Sometimes, rarely, you sat and listened and talked while someone died at the far end of the phone: they wanted to explain to somebody who wouldn't condemn, wanted to sign off, wanted a voice with them while they died. If they changed their mind, we'd call paramedics, if they wanted to die we - remotely - went through it with them. You sat with a phone to your ear, listening, talking and eventually - silence. After a while listening to the silence, you have to hang up. There were many reasons, and it was not my place to judge but I can say this - if you're a friend or relative of someone who commits or attempts suicide, blaming yourself is egregiously wrong.
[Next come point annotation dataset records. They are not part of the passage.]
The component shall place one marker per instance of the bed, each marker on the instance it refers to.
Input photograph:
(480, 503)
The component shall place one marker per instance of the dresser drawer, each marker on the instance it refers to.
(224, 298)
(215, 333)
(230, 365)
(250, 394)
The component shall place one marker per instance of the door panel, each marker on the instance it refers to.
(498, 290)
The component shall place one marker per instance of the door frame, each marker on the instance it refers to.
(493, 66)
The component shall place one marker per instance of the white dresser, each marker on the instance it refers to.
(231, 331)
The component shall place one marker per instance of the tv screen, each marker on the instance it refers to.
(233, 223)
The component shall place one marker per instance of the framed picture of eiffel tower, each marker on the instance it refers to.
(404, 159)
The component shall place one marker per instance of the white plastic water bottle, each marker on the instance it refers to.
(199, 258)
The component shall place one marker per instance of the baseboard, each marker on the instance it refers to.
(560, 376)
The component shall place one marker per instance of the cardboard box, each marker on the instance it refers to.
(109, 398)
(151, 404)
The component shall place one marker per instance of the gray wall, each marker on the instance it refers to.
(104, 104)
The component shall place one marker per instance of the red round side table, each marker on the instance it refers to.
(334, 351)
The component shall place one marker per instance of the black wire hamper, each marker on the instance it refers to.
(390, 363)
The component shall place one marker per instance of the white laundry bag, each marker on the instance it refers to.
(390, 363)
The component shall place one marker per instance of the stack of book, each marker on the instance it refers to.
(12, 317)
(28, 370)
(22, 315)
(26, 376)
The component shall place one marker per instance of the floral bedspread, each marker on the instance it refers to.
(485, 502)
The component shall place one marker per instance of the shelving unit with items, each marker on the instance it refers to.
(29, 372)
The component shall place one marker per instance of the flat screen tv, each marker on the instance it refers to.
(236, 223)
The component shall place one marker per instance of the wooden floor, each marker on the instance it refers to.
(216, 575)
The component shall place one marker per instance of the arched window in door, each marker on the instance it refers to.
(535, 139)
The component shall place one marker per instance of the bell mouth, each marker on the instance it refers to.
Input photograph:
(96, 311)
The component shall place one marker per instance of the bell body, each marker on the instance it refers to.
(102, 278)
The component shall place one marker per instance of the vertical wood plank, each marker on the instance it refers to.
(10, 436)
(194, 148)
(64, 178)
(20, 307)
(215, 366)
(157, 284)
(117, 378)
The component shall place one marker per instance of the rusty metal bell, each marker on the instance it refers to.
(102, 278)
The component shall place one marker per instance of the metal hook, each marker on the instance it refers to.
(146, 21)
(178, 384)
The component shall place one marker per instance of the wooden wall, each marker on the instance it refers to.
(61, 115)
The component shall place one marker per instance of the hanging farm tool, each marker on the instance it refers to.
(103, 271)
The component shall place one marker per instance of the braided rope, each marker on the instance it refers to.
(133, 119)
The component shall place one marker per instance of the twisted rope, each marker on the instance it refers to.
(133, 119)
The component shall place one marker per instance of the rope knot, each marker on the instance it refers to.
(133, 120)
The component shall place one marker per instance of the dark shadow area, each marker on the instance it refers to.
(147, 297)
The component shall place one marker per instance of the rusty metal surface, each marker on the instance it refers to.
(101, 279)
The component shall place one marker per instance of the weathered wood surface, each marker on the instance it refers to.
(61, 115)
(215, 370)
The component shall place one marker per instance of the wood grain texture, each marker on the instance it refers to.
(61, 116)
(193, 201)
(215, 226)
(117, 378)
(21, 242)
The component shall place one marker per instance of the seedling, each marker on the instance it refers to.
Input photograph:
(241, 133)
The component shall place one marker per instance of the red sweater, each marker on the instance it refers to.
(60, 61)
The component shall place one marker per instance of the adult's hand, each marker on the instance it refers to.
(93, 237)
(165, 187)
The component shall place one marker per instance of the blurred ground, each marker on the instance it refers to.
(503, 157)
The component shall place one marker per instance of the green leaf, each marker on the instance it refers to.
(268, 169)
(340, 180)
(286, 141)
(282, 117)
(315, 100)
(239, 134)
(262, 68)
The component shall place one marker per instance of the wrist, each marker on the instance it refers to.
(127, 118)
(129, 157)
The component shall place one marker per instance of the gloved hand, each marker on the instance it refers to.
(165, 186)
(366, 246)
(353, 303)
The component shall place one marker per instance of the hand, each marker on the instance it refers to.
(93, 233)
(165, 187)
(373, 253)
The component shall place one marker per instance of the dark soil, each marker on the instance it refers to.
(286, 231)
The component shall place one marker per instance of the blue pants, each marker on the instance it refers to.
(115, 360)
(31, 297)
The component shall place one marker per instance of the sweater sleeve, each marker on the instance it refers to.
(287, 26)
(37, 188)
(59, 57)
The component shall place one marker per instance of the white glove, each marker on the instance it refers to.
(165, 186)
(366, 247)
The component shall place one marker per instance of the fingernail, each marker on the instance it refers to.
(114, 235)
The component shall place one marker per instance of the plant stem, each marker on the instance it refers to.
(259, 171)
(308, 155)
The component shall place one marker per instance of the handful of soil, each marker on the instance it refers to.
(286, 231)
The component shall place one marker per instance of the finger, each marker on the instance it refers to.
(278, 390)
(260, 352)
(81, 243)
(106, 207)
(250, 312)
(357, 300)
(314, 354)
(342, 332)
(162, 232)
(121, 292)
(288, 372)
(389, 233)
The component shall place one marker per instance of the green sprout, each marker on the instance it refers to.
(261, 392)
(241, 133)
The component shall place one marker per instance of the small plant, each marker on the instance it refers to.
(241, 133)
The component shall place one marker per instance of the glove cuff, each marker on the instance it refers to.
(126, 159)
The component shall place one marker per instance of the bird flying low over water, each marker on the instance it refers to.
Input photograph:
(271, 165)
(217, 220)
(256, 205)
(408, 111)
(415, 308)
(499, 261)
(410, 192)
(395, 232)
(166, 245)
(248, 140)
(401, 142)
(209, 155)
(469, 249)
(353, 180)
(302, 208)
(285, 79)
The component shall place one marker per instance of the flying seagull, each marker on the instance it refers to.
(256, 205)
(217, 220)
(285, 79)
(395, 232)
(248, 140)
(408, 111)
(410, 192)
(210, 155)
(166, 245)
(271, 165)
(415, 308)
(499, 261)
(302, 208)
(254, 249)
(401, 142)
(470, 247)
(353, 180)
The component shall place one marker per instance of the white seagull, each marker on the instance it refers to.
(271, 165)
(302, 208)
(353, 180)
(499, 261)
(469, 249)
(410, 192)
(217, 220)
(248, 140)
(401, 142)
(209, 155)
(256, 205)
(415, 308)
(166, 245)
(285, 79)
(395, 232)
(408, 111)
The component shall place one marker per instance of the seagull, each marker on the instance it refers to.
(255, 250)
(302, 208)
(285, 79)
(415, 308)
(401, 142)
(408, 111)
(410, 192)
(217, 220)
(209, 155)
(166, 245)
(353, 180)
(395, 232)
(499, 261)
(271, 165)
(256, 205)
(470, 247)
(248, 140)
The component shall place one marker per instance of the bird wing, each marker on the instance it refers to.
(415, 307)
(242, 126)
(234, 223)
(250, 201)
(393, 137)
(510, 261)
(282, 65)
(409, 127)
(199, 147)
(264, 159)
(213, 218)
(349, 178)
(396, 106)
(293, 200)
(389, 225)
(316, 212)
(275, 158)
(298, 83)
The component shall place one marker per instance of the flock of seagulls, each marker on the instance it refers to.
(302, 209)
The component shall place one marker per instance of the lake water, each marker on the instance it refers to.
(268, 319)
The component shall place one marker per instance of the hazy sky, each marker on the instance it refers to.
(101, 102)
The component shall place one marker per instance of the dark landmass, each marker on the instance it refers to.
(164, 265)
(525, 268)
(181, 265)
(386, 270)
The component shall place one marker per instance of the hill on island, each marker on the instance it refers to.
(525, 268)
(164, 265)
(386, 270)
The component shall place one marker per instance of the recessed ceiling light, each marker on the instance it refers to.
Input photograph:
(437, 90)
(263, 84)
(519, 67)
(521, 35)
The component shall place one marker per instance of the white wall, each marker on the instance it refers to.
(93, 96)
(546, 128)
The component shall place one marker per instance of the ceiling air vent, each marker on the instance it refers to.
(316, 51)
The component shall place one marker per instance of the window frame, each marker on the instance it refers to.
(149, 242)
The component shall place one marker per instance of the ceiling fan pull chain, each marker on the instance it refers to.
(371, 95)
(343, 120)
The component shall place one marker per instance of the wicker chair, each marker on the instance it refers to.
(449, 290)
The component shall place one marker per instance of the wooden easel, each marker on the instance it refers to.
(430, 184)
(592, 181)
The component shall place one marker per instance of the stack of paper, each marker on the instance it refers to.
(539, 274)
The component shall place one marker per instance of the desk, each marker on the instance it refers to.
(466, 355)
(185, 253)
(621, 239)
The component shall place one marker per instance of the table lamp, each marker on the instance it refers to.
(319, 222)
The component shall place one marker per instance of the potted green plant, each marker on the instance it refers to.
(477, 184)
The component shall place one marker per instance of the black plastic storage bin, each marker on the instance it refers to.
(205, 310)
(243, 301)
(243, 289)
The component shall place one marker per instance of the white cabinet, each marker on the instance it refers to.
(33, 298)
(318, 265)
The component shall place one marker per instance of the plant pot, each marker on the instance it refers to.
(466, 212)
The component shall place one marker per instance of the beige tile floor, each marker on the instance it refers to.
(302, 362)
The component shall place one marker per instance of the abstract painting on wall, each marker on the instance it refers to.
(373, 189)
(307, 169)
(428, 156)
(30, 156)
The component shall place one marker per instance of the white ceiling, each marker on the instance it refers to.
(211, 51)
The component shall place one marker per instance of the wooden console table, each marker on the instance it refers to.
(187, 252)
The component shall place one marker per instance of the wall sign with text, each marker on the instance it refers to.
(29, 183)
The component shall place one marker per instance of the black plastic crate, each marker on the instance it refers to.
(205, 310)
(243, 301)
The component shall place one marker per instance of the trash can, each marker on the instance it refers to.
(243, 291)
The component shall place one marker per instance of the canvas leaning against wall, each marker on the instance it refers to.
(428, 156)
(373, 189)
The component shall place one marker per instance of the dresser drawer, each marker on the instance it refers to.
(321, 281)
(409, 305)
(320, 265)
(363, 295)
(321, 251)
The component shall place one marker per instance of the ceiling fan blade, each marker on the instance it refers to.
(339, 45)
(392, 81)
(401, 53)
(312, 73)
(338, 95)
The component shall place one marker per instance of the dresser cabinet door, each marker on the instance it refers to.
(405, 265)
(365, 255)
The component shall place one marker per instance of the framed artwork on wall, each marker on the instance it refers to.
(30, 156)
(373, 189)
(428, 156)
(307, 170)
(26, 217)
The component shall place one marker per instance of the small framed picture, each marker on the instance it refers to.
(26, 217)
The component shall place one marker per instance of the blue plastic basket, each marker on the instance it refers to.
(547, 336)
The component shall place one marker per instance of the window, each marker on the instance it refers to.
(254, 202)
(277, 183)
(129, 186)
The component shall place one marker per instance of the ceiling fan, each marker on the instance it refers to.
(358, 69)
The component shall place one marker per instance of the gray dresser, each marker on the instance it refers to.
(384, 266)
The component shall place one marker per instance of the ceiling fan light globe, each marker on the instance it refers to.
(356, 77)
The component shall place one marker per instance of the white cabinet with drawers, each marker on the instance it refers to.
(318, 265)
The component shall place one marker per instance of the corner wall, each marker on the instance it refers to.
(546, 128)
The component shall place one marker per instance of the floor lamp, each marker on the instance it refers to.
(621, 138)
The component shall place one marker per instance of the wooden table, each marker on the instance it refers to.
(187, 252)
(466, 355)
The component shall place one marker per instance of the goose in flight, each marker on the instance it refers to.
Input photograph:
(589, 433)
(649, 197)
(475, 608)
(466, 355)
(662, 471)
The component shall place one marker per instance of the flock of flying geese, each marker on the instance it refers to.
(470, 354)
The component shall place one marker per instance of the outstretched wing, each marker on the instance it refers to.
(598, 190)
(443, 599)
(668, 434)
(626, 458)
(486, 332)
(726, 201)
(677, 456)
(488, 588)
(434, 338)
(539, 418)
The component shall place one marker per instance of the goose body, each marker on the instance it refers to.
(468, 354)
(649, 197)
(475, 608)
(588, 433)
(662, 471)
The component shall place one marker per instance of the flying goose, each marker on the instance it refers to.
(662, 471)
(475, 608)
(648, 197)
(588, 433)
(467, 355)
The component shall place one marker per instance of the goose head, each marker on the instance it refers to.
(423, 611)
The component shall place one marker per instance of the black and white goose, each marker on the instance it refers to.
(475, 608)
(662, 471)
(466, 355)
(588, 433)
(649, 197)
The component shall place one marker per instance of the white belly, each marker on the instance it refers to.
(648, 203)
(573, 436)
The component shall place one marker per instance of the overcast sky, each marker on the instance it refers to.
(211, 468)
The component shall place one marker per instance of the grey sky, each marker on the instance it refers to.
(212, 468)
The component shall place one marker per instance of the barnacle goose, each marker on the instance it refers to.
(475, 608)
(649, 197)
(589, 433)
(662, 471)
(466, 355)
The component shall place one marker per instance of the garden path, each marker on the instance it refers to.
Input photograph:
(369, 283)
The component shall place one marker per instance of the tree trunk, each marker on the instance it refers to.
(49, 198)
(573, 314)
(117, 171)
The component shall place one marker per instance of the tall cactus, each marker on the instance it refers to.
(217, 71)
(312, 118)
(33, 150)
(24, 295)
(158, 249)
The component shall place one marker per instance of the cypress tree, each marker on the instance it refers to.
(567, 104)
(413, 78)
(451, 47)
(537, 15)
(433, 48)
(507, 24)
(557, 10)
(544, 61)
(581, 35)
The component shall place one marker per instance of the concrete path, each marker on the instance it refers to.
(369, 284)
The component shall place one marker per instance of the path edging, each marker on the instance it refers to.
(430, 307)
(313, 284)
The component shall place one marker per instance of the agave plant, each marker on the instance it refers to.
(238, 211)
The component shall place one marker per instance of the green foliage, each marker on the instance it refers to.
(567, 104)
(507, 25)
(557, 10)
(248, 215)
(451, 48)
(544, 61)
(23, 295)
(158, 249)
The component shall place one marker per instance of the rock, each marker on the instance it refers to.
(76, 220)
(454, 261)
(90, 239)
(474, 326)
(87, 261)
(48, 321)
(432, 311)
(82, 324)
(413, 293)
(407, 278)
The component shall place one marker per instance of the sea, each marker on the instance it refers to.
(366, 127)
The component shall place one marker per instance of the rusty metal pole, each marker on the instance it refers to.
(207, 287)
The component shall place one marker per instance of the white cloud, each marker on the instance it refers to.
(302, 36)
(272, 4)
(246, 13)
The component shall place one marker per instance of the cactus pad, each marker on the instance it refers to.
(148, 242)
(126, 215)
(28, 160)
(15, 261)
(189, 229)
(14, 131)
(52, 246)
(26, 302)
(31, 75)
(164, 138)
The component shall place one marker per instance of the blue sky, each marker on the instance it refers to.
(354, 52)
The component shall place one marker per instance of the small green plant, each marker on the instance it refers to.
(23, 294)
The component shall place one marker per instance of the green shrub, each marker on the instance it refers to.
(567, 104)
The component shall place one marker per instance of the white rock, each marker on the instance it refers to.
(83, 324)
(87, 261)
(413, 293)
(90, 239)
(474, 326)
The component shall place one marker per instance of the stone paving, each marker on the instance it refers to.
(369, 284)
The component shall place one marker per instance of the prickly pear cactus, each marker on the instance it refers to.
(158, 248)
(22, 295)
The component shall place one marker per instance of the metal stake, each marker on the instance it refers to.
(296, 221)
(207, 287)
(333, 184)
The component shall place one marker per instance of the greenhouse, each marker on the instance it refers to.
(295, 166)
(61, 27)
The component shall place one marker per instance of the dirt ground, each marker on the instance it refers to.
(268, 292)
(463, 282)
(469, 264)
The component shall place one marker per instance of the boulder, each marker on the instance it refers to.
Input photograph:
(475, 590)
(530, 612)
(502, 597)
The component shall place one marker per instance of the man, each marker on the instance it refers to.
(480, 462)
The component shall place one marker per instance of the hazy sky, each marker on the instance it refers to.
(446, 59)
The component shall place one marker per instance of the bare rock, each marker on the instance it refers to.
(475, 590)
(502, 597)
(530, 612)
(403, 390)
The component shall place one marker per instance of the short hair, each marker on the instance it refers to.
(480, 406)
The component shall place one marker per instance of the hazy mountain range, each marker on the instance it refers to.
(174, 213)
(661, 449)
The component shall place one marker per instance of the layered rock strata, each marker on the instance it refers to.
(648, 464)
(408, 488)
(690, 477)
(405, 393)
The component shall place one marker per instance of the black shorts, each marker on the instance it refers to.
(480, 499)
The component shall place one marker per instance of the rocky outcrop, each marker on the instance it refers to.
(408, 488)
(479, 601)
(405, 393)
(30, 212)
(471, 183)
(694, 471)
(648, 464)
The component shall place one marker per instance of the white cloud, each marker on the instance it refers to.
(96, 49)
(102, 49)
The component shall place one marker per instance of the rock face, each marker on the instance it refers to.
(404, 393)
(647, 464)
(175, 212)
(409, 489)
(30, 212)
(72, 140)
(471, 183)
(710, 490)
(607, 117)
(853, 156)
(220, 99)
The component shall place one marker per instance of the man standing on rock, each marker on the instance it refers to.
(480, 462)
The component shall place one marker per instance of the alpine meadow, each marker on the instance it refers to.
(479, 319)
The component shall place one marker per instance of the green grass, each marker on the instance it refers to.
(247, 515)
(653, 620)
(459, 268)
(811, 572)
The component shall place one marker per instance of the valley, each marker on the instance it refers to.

You didn't fail them: if you're not suicidal you can't put yourself in the mind of a person making that decision so don't take that blame on yourself.

Your post opened the subject up, it's one most people find tough to cope with as a concept far less feeling suicidal temselves or caught up in the aftermath. I hadn't considered writing about it until promted by your post. Thanks for the kind words about Lunartalks.